Court: Division of Administrative Hearings, Florida Number: 84-000313 Visitors: 20
Judges: K. N. AYERS
Agency: Department of Financial Services
Latest Update: Oct. 12, 1990
Summary: Resident of Maryland liable to pay Florida sales tax on automobile purchased in Florida. Recommend denial of refund.
84-0313

STATE OF FLORIDA

DIVISION OF ADMINISTRATIVE HEARINGS


LARRY OVERBAY, )

)

Petitioner, )

)

vs. ) CASE NO. 84-0313

)

OFFICE OF THE COMPTROLLER, )

STATE OF FLORIDA, )

)

Respondent. )

)


RECOMMENDED ORDER


By Petition dated January 14, 1984, Petitioner, pro se, seeks a refund of

$222.50 for sales tax paid by Petitioner when he purchased a used car. The parties stipulated to the facts and to the introduction of 18 exhibits, and requested that a Recommended Order be submitted on the stipulated facts and briefs submitted by the parties.


FINDINGS OF FACT


  1. Petitioner purchased a used car in Florida in May of 1983 and paid 5 percent sales tax.


  2. Petitioner did not title said car in the State of Florida.


  3. When Petitioner returned to Maryland, his state of residence, Maryland imposed a 5 percent tax on said car when Petitioner titled said car.


  4. Petitioner applied for a sales tax refund to the Department of Revenue in the amount of $225.00. Respondent issued a Notice of Intent to deny said refund application on December 1, 1983.


  5. From the exhibits to which the parties stipulated, additional facts are found by the Hearing Officer. A bill of sale indicates that Petitioner purchased a 1979 Buick Regal from Eddy Auto Sales on May 14, 1983.


  6. A temporary registration and receipt issued by the State of Maryland on June 17, 1983, shows that Petitioner paid a "title tax" of $222.50 to the State of Maryland.

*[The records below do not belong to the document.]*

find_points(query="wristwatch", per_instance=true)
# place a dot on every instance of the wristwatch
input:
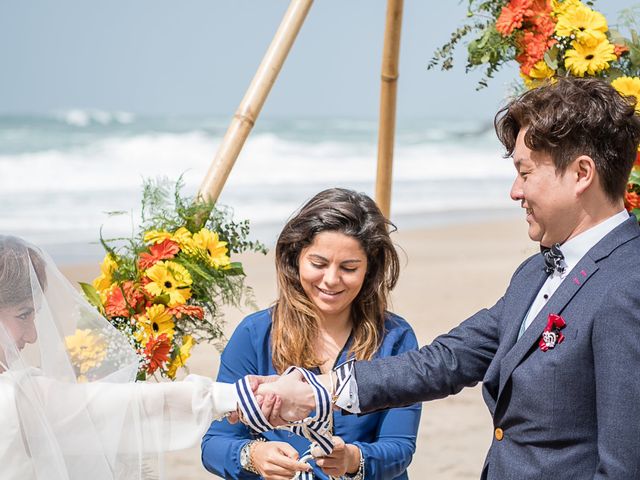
(359, 475)
(245, 457)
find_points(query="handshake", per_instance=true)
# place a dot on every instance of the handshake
(286, 398)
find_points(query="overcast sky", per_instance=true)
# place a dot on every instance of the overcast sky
(198, 56)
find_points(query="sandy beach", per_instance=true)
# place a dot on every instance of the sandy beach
(448, 274)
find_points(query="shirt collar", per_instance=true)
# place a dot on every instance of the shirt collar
(576, 248)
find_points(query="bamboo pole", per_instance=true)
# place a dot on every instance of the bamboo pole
(249, 109)
(388, 94)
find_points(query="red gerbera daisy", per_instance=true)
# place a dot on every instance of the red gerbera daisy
(157, 352)
(123, 300)
(160, 251)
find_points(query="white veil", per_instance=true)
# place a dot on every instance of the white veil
(68, 408)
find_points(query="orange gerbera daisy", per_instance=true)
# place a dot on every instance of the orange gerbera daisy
(160, 251)
(533, 47)
(157, 352)
(631, 200)
(188, 310)
(512, 16)
(123, 300)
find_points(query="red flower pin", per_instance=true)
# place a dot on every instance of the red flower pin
(551, 335)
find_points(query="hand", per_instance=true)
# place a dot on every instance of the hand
(345, 458)
(295, 394)
(269, 404)
(276, 460)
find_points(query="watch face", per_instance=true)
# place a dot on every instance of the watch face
(244, 456)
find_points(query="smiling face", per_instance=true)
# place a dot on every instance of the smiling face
(332, 270)
(18, 321)
(549, 198)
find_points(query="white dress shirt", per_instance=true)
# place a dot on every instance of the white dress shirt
(573, 251)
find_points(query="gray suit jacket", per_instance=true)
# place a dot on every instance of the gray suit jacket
(572, 412)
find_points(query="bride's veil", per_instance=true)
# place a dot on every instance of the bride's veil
(68, 369)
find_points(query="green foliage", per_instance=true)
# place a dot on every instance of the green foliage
(213, 284)
(488, 49)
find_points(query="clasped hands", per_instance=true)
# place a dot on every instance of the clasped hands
(282, 399)
(285, 399)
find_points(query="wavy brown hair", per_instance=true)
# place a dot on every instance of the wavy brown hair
(574, 117)
(17, 261)
(295, 317)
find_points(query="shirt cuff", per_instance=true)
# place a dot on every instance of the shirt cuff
(225, 397)
(347, 388)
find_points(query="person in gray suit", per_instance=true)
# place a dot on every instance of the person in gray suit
(559, 353)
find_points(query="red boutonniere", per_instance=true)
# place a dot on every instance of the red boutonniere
(551, 335)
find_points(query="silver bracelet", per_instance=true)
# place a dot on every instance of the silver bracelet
(359, 475)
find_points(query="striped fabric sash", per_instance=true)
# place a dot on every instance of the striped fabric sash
(317, 429)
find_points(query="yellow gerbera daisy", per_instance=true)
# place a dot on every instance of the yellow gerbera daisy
(560, 7)
(156, 236)
(181, 358)
(588, 26)
(538, 74)
(169, 278)
(155, 322)
(182, 237)
(214, 250)
(591, 60)
(105, 280)
(630, 87)
(86, 350)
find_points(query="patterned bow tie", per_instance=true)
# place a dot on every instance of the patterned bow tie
(553, 259)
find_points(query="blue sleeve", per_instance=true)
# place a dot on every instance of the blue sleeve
(391, 453)
(223, 441)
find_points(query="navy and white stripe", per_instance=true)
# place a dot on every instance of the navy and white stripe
(317, 429)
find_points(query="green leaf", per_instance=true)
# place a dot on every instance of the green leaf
(235, 268)
(92, 295)
(634, 178)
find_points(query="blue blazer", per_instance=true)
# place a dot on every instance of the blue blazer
(387, 439)
(572, 412)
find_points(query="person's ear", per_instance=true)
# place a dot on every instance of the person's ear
(584, 170)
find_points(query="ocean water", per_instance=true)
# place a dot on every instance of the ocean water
(61, 172)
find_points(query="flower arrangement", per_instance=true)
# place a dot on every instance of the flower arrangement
(164, 286)
(550, 39)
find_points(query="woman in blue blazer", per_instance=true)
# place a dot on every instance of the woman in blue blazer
(335, 266)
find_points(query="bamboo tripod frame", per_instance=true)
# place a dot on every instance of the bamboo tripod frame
(388, 95)
(251, 105)
(249, 109)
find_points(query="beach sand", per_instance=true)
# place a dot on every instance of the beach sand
(448, 274)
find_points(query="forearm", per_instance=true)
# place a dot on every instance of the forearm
(453, 361)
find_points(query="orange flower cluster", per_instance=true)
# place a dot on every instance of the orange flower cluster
(535, 25)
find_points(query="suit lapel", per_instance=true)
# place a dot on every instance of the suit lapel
(576, 279)
(565, 292)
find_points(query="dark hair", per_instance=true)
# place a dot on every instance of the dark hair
(17, 261)
(294, 316)
(574, 117)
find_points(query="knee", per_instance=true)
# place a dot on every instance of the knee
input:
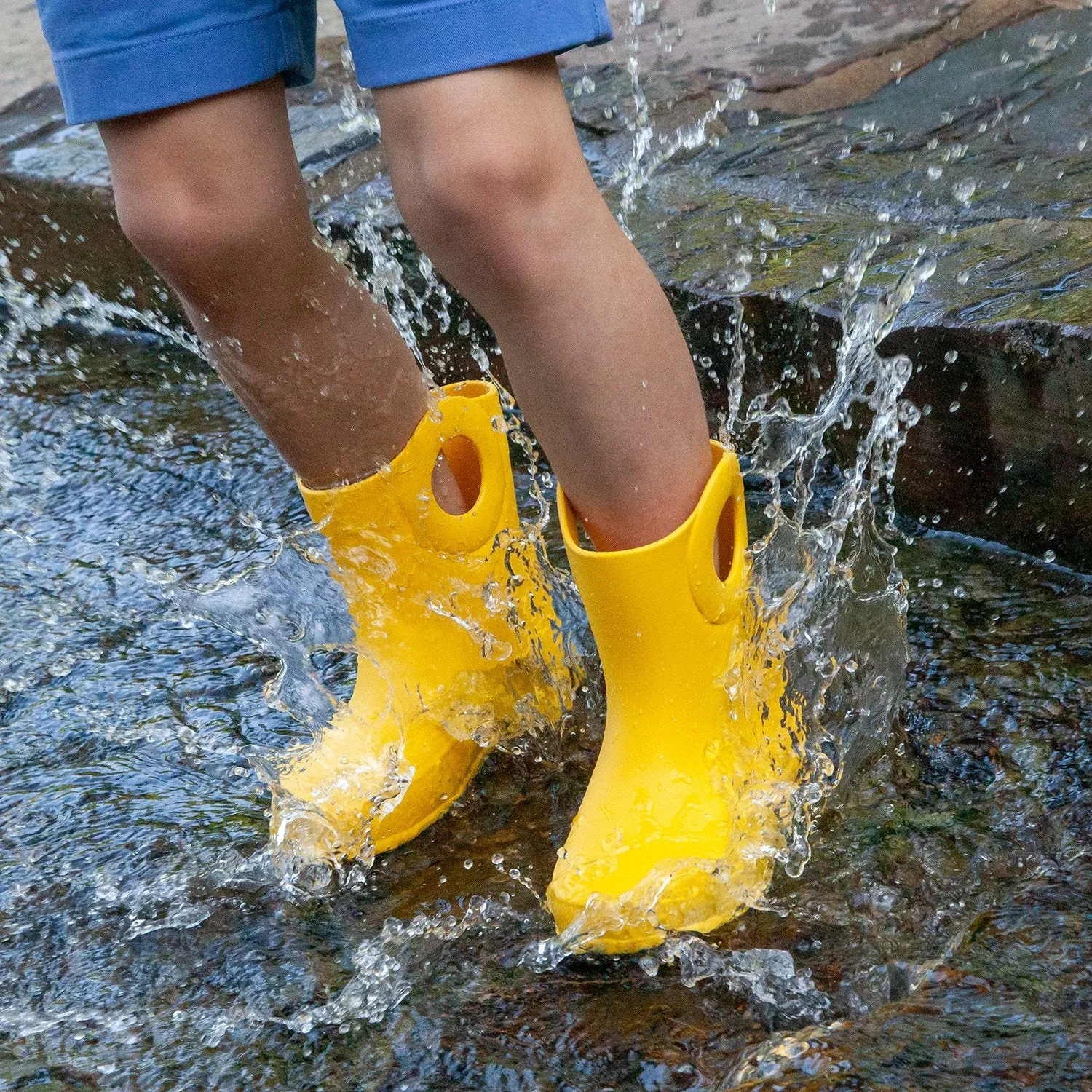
(483, 203)
(203, 238)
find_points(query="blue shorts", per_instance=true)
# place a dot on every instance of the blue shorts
(119, 57)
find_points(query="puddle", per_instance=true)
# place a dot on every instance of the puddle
(166, 626)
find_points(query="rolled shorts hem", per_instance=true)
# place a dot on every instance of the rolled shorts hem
(185, 67)
(434, 39)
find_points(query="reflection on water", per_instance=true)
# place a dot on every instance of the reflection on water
(166, 626)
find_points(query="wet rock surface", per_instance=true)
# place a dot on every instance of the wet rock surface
(157, 578)
(983, 157)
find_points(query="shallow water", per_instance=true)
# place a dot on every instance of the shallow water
(161, 615)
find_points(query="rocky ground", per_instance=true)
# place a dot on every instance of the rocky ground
(777, 141)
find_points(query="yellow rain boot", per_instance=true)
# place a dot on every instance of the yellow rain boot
(456, 631)
(692, 788)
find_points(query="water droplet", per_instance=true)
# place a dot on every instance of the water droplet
(963, 191)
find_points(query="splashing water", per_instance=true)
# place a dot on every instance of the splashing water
(151, 928)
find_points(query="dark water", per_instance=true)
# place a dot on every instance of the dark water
(159, 614)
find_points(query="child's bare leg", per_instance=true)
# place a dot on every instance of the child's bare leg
(491, 178)
(212, 194)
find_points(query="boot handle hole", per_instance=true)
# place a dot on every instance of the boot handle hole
(724, 542)
(456, 475)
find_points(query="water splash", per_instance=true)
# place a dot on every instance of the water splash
(825, 570)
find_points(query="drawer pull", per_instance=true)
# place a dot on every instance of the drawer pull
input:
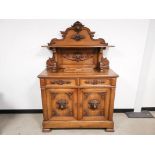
(93, 104)
(95, 82)
(60, 82)
(62, 104)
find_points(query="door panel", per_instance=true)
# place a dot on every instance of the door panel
(94, 104)
(62, 104)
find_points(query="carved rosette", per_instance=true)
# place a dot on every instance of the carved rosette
(51, 65)
(103, 64)
(77, 56)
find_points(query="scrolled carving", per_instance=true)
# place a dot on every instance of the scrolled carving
(93, 104)
(69, 94)
(103, 64)
(61, 104)
(77, 26)
(77, 37)
(51, 65)
(60, 82)
(77, 56)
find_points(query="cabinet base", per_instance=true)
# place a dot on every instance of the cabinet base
(46, 130)
(109, 125)
(109, 130)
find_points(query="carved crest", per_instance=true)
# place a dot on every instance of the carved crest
(77, 35)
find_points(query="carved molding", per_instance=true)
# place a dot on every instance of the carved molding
(77, 37)
(61, 104)
(103, 64)
(69, 94)
(102, 94)
(53, 95)
(93, 104)
(78, 56)
(94, 82)
(86, 95)
(60, 82)
(51, 64)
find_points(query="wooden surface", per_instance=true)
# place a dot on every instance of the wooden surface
(77, 86)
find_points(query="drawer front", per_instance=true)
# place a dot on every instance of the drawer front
(93, 82)
(61, 82)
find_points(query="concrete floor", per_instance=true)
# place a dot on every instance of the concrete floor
(30, 124)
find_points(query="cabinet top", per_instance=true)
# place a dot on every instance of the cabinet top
(106, 73)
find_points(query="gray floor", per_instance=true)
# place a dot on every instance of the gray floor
(30, 124)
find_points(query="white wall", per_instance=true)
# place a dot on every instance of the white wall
(148, 96)
(22, 58)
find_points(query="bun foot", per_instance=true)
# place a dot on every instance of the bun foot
(109, 130)
(46, 130)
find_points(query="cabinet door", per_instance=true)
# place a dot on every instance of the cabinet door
(94, 104)
(62, 104)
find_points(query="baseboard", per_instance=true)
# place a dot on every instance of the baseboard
(123, 110)
(28, 111)
(149, 108)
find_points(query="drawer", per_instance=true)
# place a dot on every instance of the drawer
(93, 82)
(61, 82)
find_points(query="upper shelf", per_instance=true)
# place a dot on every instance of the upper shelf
(77, 36)
(75, 46)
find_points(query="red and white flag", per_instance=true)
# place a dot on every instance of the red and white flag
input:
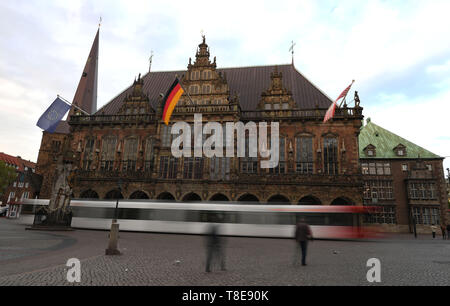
(332, 108)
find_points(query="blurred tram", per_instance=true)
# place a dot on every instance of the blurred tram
(257, 220)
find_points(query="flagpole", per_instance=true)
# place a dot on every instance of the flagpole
(71, 104)
(187, 93)
(353, 81)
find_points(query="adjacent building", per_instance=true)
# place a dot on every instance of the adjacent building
(405, 180)
(27, 183)
(124, 149)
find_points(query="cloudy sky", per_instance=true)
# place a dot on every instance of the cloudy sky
(397, 51)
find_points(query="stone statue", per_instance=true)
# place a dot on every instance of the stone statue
(61, 190)
(356, 99)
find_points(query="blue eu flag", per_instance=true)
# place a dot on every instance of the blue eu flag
(53, 115)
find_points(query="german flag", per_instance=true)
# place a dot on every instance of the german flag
(171, 99)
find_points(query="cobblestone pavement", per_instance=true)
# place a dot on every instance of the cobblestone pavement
(39, 258)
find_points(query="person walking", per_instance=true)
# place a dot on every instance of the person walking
(214, 248)
(302, 235)
(433, 230)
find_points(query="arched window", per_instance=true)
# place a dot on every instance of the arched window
(166, 196)
(281, 168)
(108, 153)
(88, 153)
(330, 156)
(278, 199)
(304, 155)
(149, 154)
(192, 197)
(166, 136)
(89, 194)
(219, 198)
(138, 195)
(130, 154)
(248, 198)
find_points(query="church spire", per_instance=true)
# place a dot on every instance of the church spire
(86, 94)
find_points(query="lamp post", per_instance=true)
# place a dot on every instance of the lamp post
(114, 233)
(116, 211)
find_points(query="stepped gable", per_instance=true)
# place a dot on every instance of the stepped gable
(247, 82)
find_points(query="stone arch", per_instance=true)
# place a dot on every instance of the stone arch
(278, 198)
(166, 196)
(342, 201)
(220, 197)
(139, 194)
(248, 197)
(309, 200)
(191, 197)
(113, 194)
(89, 194)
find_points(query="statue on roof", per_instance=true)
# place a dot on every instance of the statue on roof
(357, 101)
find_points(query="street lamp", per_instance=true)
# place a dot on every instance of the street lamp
(116, 211)
(114, 233)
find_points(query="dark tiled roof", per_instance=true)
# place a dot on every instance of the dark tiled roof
(247, 82)
(16, 161)
(63, 127)
(385, 142)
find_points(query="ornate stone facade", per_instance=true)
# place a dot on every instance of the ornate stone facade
(127, 140)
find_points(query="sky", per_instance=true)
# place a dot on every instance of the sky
(398, 52)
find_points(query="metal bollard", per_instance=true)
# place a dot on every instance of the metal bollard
(113, 240)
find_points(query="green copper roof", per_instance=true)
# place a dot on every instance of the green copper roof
(385, 142)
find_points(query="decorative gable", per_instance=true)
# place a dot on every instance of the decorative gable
(276, 97)
(400, 150)
(370, 151)
(137, 103)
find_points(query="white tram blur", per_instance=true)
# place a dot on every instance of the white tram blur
(258, 220)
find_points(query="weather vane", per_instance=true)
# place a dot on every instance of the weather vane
(150, 60)
(292, 51)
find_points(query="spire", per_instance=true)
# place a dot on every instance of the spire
(86, 94)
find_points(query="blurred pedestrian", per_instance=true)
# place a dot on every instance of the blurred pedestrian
(302, 235)
(214, 248)
(433, 230)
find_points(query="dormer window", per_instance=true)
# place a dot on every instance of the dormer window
(400, 150)
(370, 150)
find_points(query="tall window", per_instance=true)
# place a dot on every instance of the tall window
(385, 214)
(220, 168)
(168, 167)
(281, 168)
(130, 154)
(248, 164)
(56, 146)
(166, 137)
(426, 215)
(108, 153)
(420, 190)
(381, 190)
(149, 154)
(304, 155)
(193, 168)
(206, 89)
(88, 153)
(330, 156)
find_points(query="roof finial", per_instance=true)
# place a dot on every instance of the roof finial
(150, 61)
(203, 35)
(292, 51)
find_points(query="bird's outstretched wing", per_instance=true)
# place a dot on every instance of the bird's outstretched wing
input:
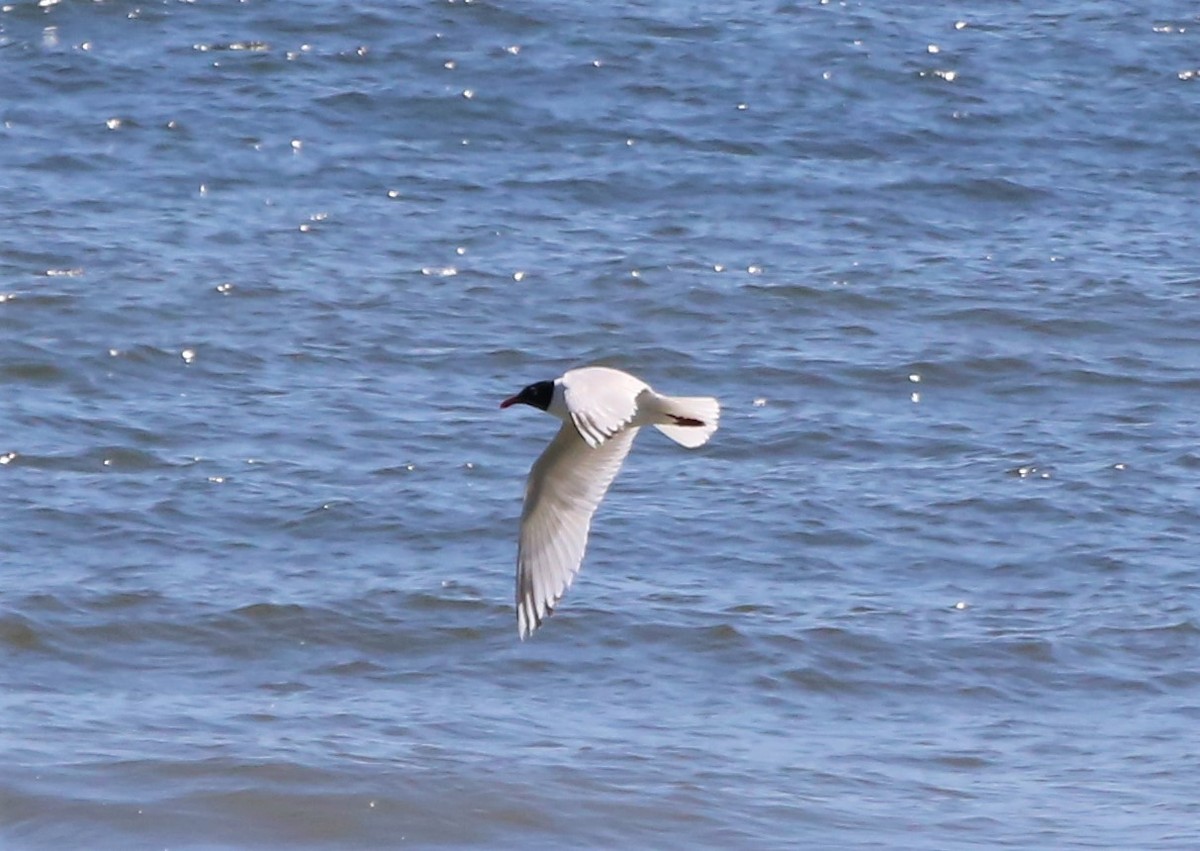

  7. By letter dated January 27, 1984, Agnes Stoicos of the Maryland Department of Transportation indicates that the Maryland tax is a 5 percent excise tax upon the issuance of all original and subsequent certificates of title, and the tax is used primarily for the construction and the maintenance of the Maryland highway system.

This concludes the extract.